# Substitute for furlex grease?



## BELLATRIX1965 (Jan 2, 2007)

Greetings all: Does anybody have any experience/recommendations for a substitute to the FURLEX grease for roller furlers? I ran out of the supply that came with the boat, and need to do some overdue maintenance. Having a hard time putting my hands on the OEM FURLEX grease. Asked at my local chandler (Hamilton Marine), and they were unable to source some. There has to be a suitable substitute out there! Any insight appreciated.


----------



## aa3jy (Jul 23, 2006)

BELLATRIX1965 said:


> Greetings all: Does anybody have any experience/recommendations for a substitute to the FURLEX grease for roller furlers? I ran out of the supply that came with the boat, and need to do some overdue maintenance. Having a hard time putting my hands on the OEM FURLEX grease. Asked at my local chandler (Hamilton Marine), and they were unable to source some. There has to be a suitable substitute out there! Any insight appreciated.

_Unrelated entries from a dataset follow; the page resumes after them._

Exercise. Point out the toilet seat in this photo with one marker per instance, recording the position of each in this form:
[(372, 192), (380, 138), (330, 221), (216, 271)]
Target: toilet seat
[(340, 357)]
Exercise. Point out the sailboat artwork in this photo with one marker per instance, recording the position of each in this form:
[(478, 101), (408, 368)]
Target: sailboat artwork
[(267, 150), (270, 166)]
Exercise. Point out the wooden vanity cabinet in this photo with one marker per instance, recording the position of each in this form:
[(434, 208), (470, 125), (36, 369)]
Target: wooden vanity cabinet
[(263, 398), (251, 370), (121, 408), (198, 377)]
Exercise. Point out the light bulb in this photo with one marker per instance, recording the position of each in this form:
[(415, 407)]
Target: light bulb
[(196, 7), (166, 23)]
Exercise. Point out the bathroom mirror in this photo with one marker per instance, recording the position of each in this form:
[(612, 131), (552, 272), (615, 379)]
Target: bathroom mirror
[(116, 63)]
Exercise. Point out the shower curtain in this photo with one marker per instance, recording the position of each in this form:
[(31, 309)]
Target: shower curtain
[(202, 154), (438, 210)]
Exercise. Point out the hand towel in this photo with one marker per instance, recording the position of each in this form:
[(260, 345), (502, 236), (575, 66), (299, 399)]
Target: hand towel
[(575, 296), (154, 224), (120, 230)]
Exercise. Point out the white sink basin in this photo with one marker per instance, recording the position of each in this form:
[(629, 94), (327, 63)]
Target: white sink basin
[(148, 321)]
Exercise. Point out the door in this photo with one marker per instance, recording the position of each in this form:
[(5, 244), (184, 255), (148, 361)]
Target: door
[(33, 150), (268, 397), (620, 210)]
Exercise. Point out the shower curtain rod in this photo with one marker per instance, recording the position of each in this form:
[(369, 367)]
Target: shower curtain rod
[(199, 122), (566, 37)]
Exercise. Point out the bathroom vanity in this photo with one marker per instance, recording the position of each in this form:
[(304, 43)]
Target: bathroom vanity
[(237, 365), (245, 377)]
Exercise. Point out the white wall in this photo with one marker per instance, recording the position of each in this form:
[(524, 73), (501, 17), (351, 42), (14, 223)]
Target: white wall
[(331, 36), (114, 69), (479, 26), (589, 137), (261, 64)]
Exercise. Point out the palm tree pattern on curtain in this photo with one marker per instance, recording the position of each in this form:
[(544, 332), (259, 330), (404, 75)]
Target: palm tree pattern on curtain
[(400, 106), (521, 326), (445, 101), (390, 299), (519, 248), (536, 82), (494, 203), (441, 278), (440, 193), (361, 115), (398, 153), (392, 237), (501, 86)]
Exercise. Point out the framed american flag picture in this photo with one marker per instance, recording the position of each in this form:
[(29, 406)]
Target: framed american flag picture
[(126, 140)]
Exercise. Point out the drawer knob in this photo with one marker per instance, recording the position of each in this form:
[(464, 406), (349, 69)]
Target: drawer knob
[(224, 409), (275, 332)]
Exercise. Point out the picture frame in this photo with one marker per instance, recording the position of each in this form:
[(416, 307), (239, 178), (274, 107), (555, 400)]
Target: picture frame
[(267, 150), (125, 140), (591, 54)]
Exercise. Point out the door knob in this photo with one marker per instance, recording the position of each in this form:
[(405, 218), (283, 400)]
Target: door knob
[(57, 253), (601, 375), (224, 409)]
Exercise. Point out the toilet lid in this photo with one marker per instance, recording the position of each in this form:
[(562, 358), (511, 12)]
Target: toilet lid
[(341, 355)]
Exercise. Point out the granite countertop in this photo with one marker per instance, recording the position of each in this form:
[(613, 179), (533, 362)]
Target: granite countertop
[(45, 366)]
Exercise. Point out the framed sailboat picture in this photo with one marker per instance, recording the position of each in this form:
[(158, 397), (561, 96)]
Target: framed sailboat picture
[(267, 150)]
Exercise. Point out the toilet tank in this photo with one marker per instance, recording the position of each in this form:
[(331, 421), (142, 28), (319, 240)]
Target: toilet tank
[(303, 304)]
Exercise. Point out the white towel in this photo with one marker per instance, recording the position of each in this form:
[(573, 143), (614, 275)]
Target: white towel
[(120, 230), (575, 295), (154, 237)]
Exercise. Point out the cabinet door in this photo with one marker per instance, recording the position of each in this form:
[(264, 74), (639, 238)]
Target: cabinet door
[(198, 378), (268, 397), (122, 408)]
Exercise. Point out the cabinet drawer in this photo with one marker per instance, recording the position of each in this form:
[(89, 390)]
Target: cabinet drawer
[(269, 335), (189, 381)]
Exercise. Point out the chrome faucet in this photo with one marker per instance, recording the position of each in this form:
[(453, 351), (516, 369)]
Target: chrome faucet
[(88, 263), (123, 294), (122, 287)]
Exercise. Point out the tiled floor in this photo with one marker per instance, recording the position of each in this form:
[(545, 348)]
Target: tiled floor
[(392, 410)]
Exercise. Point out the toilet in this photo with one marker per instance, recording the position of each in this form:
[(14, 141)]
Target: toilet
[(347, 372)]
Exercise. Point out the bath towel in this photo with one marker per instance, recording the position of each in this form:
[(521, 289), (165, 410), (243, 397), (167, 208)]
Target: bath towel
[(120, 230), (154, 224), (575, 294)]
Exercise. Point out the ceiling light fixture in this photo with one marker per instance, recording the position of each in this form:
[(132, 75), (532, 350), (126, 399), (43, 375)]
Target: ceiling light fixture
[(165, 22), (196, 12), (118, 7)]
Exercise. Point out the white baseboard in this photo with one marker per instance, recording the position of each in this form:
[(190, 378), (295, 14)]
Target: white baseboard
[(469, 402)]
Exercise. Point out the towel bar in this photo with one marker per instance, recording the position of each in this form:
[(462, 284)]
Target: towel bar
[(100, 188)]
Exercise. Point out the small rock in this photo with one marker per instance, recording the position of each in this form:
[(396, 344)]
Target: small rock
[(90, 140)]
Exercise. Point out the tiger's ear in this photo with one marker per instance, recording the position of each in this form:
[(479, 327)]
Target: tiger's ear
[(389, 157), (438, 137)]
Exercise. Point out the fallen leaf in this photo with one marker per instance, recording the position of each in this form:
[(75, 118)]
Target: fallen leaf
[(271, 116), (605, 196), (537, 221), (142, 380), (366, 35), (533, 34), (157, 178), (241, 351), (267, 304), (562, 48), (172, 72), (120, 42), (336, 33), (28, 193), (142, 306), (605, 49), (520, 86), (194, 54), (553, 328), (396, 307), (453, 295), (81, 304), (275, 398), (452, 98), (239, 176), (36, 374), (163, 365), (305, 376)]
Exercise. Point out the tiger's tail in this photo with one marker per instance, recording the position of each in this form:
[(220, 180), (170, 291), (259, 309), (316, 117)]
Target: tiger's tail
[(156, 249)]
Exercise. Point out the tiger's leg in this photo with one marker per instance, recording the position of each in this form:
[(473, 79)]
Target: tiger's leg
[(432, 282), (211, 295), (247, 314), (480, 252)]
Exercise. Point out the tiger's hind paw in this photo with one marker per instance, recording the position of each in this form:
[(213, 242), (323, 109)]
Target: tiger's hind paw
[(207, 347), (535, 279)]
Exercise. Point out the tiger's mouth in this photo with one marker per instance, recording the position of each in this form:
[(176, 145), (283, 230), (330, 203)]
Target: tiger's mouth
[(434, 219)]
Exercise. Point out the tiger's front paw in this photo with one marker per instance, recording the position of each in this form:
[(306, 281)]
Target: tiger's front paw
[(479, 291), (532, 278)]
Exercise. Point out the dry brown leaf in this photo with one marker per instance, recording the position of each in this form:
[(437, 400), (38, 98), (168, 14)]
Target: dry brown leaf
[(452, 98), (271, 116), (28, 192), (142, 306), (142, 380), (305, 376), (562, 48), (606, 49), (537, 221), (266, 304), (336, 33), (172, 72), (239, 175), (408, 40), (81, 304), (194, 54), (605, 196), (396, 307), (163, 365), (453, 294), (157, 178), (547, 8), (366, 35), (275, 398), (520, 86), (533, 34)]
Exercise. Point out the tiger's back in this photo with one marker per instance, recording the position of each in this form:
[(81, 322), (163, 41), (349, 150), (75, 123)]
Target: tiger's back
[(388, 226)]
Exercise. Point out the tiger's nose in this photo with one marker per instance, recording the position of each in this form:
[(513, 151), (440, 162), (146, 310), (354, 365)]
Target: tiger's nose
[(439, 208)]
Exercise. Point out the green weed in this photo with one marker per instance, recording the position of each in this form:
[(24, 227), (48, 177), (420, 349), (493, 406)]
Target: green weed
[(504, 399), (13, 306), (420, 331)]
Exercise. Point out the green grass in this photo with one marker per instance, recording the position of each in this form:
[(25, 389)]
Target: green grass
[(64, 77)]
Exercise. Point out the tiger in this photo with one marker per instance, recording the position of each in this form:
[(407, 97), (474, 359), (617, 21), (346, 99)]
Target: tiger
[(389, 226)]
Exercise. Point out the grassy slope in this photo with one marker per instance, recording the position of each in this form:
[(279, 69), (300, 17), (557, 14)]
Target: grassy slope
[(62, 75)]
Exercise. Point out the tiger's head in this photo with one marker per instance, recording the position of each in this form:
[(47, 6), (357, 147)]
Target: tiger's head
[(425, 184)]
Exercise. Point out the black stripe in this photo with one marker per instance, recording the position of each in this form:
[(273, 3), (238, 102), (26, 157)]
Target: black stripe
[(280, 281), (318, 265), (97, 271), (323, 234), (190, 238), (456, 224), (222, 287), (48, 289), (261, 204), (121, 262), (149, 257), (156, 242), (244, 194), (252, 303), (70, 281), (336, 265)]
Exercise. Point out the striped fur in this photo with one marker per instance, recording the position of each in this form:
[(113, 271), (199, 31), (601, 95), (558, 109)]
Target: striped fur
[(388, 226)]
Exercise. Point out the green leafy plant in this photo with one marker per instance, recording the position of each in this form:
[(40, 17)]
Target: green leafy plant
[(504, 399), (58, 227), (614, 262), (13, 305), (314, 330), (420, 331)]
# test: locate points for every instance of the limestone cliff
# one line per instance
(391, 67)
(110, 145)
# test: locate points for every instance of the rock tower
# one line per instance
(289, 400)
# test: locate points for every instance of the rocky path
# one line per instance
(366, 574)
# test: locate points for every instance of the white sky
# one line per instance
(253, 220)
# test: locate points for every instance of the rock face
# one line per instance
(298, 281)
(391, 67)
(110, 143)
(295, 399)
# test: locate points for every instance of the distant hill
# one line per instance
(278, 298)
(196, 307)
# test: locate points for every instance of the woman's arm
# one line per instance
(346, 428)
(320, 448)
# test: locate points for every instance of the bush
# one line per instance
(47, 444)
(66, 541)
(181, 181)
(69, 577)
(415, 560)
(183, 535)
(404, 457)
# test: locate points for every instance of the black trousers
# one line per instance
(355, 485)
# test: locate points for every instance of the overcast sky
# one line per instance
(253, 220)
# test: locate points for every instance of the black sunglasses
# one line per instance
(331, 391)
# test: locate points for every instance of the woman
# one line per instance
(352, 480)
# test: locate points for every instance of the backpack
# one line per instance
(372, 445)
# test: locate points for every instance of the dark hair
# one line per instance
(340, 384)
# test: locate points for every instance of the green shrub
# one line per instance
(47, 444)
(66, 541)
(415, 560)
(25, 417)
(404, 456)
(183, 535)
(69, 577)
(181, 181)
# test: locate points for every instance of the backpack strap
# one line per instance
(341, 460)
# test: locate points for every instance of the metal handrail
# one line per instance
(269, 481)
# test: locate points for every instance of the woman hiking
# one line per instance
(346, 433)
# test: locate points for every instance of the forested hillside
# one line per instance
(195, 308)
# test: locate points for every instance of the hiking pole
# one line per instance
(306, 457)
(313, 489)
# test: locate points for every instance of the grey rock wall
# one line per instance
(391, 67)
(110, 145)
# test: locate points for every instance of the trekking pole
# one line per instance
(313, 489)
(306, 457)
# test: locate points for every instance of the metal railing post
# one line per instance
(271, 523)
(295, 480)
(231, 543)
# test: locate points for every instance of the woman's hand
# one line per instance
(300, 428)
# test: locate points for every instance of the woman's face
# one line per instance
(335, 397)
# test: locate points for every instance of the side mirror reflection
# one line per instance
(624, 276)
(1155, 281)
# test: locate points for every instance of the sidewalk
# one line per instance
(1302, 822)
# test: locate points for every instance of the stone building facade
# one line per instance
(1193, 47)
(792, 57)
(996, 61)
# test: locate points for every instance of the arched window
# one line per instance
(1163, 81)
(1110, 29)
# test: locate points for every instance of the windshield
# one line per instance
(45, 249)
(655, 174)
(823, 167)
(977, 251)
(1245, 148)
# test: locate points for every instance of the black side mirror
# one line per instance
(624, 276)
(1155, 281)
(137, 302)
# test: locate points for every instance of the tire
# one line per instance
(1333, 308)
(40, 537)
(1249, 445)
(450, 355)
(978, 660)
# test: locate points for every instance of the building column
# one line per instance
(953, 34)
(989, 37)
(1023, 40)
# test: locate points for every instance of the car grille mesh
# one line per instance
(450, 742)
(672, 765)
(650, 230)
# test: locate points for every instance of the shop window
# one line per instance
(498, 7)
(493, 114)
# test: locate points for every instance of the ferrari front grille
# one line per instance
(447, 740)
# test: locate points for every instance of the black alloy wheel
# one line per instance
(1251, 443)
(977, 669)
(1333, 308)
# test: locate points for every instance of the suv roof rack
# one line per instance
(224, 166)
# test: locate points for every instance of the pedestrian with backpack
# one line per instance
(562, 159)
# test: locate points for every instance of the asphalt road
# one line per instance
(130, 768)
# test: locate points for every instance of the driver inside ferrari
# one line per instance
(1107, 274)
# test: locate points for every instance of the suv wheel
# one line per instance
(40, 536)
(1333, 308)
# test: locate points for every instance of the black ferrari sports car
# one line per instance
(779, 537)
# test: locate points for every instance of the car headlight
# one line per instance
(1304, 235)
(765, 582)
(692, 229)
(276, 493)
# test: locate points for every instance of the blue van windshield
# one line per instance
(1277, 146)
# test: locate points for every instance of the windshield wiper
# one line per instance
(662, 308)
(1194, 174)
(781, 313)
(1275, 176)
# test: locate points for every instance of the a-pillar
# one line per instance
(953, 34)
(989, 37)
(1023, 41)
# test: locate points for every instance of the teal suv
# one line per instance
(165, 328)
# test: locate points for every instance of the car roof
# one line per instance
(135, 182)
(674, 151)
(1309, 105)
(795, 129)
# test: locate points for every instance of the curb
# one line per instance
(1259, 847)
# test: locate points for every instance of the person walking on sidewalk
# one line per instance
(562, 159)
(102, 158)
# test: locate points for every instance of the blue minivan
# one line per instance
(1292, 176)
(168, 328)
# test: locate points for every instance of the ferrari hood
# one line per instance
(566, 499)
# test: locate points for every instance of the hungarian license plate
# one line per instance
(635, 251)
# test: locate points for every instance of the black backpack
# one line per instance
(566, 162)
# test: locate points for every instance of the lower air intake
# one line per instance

http://www.cruisersforum.com/forums/f116/grease-type-for-furlex-roller-fuller-112744.html


----------



## pdqaltair (Nov 14, 2008)

Since you're are looking for a wash-out resistant waterproof grease for low-speed bearings, winch grease seems obvious. Despite other comments, I've done lab testing and Lewmar is way out in front. If you want something more local, Green Grease (yes, that is the brand) from Advace Autoparts and others is the best at resisting washout and corrosion (again, based on testing and experience).

Superlube as some strengths, but corrosion protection and low speed bearings and gears are not among them. Superlube has special products for those applications.

No, I'm not sure what Furlex grease is, but I doubt very seriously that it is a custom formulation.

There is something coming up in PS on this and winch grease, don't know when.


----------



## BELLATRIX1965 (Jan 2, 2007)

Thanks pdq! I agree, these manufacturers simply purchase things like lubricants and o-rings, etc. off-the-shelf from other makers (then re-package and triple the price!). I looked up your Green Grease, and will be off to AutoZone to get some! Thanks again!


----------



## aa3jy (Jul 23, 2006)

Interesting...

http://www.bobistheoilguy.com/forums/ubbthreads.php?ubb=showflat&Number=1624149


----------



## sailingfool (Apr 17, 2000)

Furlex makes a high quality and expensive system, well worth the price premium in my experience. Using any other grease than the Furlex stuff would be classic " penny wise and pound foolish".


----------



## aa3jy (Jul 23, 2006)

Currently in Oxford,Md. having our Pro Furl serviced. Did ask the rigger what they used for grease on the Furlex. He said they have the Furlex grease which is marketed by Seldain. He did caution using other grease that may have a tendency to collect contaminates and possibly cause an early bearing failure.


----------



## Jim_W (Jul 27, 2014)

Annapolis performance sail carries it


----------



## T37Chef (Oct 9, 2006)

Buy a Harken... wash with water 

Sorry I couldn't resist


----------



## cascoamarillo (Aug 8, 2013)

I have no idea, and maybe this is not relate what the OP asked for...are dry lubricants, like Sailkote, good for rolling furling systems? I mean, for like lubricate the drum?


----------



## sailingfool (Apr 17, 2000)

Different furling systems require different lubricant types, or none. I'm not aware of any that use dry lubricant but could be. To not service a furling system per the manufacturer's instructions is expensive folly.


----------



## IStream (Dec 15, 2013)

T37Chef said:


> Buy a Harken... wash with water
> 
> Sorry I couldn't resist


Same thing with Schaefer. Couldn't resist either...


----------



## Jimmy Cricket (Aug 28, 2016)

BELLATRIX1965 said:


> Greetings all: Does anybody have any experience/recommendations for a substitute to the FURLEX grease for roller furlers? I ran out of the supply that came with the boat, and need to do some overdue maintenance. Having a hard time putting my hands on the OEM FURLEX grease. Asked at my local chandler (Hamilton Marine), and they were unable to source some. There has to be a suitable substitute out there! Any insight appreciated.


superlube


----------